Safety is Now an Important Requirement

What publicity like this often fails to mention is the increasingly rigorous safety compliance and training activities that are now integral to Chem-E-Car. In fact, the Car Competition doesn't exist without its safety program -- both as a practical matter as well as a mandate. Four years ago, AIChE's Board of Directors temporarily suspended the competition due to reports of careless safety practices and inconsistent supervision. A group of AIChE member volunteers was tasked to develop what became a multi-faceted safety program that now incorporates annual safety workshops, a safety documentation preparation and review process, and a network of some 100 trained volunteers who conduct onsite vehicle inspections and supervise competitions. AIChE's technical society Safety and Chemical Engineering Education (SACHE) has been at the forefront of the evolving safety training and safe practices efforts, as well as rewritten rules that stress safe vehicle design. A YouTube search turns up dozens of student-made Chem-E-Car videos from years past. Some document the less-cautious approach that existed before the safety program became the focus of the Competition. It wasn't that long ago that the concussion of a pressure explosion -- typically a PET pop bottle -- echoing across a hotel ballroom or convention hall, would elicit celebratory whoops and high-fives from students. The AIChE and SACHE safety program -- led over the past four years by members Dan Crowl, Ron Willey and Tara Henriksen -- has been vigorously fighting that cultural inclination. The message to students is that not only will AIChE permit no careless safety practices, but that potential employers will tolerate no such lack of care and discipline. Safety was definitely a part of the 2010 SW regional competition as you can see in this excerpt from Cullen College of Engineering in Houston:

At the Beaumont conference, paid for, in part, by BP America and Chevron, seven schools were registered to compete. UH and three others were the only ones to make it beyond the first portion of the two-part competition--the poster presentation and safety inspection. These cars, deemed safe by judges, went on to demonstrate their car's ability to travel 50 feet carrying a water payload of 500 milliliters. Further challenging them to make precise calculations under stringent deadlines--these specifications were given to competitors only one hour prior to the exercise.

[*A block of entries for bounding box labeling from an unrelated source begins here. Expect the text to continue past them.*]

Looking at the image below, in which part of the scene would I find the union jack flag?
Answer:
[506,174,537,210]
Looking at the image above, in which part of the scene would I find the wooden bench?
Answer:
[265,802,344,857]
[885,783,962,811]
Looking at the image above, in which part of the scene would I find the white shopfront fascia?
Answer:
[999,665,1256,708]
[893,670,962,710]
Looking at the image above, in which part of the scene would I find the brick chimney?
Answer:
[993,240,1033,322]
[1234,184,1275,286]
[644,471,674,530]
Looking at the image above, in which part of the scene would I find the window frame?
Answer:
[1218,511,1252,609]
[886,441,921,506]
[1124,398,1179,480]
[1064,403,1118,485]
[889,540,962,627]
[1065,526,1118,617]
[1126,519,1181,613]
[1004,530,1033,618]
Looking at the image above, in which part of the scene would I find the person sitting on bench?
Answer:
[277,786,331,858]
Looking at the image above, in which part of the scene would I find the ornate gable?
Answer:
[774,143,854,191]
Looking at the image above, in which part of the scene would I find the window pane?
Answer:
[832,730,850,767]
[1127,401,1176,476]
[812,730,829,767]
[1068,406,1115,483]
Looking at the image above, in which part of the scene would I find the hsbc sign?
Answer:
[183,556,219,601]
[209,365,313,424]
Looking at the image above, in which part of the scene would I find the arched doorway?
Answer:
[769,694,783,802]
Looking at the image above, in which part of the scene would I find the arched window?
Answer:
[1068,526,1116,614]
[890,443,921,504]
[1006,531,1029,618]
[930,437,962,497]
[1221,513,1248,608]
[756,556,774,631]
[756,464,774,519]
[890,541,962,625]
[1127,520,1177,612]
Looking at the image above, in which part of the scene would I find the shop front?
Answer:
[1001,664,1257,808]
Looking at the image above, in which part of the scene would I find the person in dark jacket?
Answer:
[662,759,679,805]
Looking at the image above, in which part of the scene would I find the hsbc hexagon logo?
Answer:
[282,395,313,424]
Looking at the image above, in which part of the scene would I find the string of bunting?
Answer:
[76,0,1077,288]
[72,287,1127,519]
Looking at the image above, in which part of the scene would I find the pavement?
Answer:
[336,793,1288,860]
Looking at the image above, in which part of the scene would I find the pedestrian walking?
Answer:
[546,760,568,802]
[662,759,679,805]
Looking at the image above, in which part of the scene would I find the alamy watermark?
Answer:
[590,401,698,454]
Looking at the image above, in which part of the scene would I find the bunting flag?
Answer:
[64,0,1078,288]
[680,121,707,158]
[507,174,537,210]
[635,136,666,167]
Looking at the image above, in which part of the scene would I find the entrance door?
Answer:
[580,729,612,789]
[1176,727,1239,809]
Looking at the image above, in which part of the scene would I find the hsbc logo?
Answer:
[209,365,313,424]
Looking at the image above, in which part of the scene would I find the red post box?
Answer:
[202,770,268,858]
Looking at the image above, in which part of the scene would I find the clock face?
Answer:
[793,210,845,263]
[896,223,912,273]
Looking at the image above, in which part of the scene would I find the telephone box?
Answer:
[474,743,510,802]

And now you can take a look at the Cougalac--a 26lb car named after a gas gulping relative of a similar name--and winner of the SW regional AIChE Chem-E-Car Competition:

If you're interested in submitting your Youtube videos to be considered for ChEnected's video page (ChEtube), complete this short form:

What do you think of the Chem-E-Car safety program?

Do you have any predictions for winners of this year's final Chem-E-Car competition?


Brian Daly's picture

As a safety judge for the SW Regional, I have to say that I was impressed with attention to safety both students and professors have exhibited in designing and building these cars. A lot of props goes to SACHE for working very hard to make this competition safe for all those involved. I encourage any engineer in industry to participate and help us to continue to show students the importance of safety in our work.

Renee's picture

I agree that safety is something that should be taught at the undergraduate level, but I think that in some cases that is not accomplished very well for several reasons. It is difficult as a student to take safety seriously when crucial hazards are not encountered on a regular basis - "don't spill anything and create a slip hazard" and "don't put liquids near electrical equipment" are sometimes about the best you can come up with when most of your experience has been with a generic ChemE lab. Also, the broad safety guidelines taught in class are sometimes very difficult to apply to chem-e cars because a chem-e car is not an industrial process. Lastly, professor involvement in the safety analysis is critical, because the attitudes of the students will reflect the attitudes of the professors towards safety, either good or bad. Those are just my thoughts, and I hope that students continue to be challenged to pay attention to safety in the AIChE competition.